For this, we can partially thank famed producer Joe Chiccarelli, a Grammy-winning veteran of Frank Zappa, the White Stripes, and the Shins, among others. He polished Stephens' streams of heartbreak and scenic plaints into lush, NPR-friendly panoramas that would offend no one, except perhaps some of their real-life subjects. Stephens hints that this recasting didn't always happen easily. "We had our arguments," he says of working with Chiccarelli, citing a "generational gap" in deciding how things should sound.

One wonders if that rift led to the easygoing pop of "Second Mind," and "Angelina," which soften more of Stephens' vocal and emotional edge than they should.

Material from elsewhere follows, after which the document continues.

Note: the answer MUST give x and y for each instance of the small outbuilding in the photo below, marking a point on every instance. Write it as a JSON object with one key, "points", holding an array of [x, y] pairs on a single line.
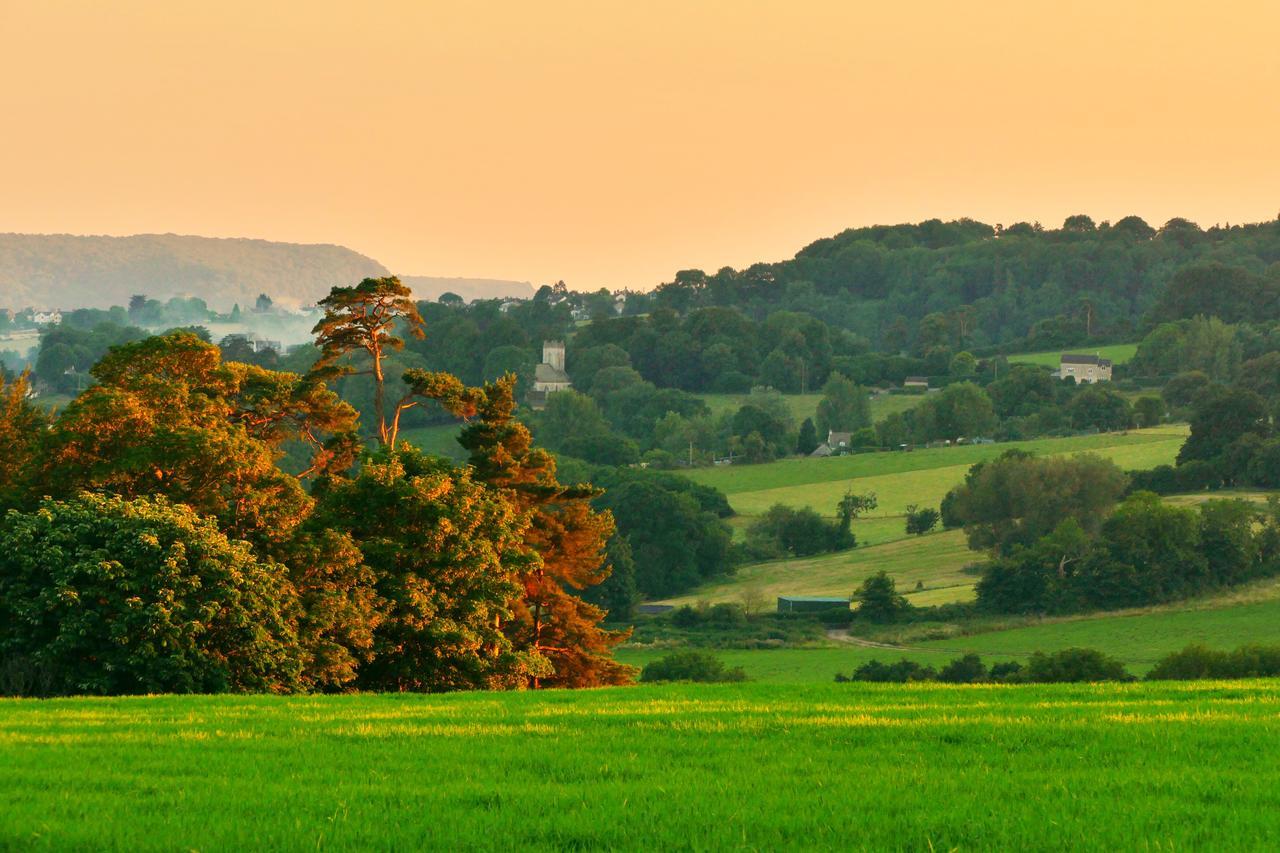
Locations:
{"points": [[809, 603]]}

But on other numbers — most notably, album centerpiece "The Cities That You've Burned" — Chiccarelli's immaculate sonics lend extra sting to Stephens' barbed lines: "Switch like a switchblade my love, cut the young man down," Stephens sings over a rising wash of piano. "You've been to heaven above, but your feet have never touched the ground." The album is at its best — its most real — while shoving these weighty feelings toward their sighing climax. Perhaps unsurprisingly, Stephens is hesitant to give details about who inspired them. "It's about a person that I care about a lot who defines happiness in terms that I don't believe in, that I don't think she believes in," he says. "I know a lot of people — I think we all do — who are depressed, or they aren't satisfied with their lives, and they think that they're finding some sort of solution to that in shopping, or in finding some random guy or girl ... and nothing ever gets solved."

This seems like a different person from the Adam Stephens who barked jailbird fury and sang of murdering his wife with Two Gallants. Lyrically and vocally, the tension isn't so immediate, and backed by a full band, Stephens can afford to give less of himself as a performer. He seems ambivalent about the change — and maybe missing Two Gallants, which is on a temporary break. But he is honest. "I'm enjoying [the solo project], but it's also not as exhausting in a positive way," he says, smiling through a grimace. He eyes his hospital bracelet and chuckles. "I come offstage and it doesn't feel quite as draining — which is maybe better since, you know, I'm 29 now. I might need to take it easy."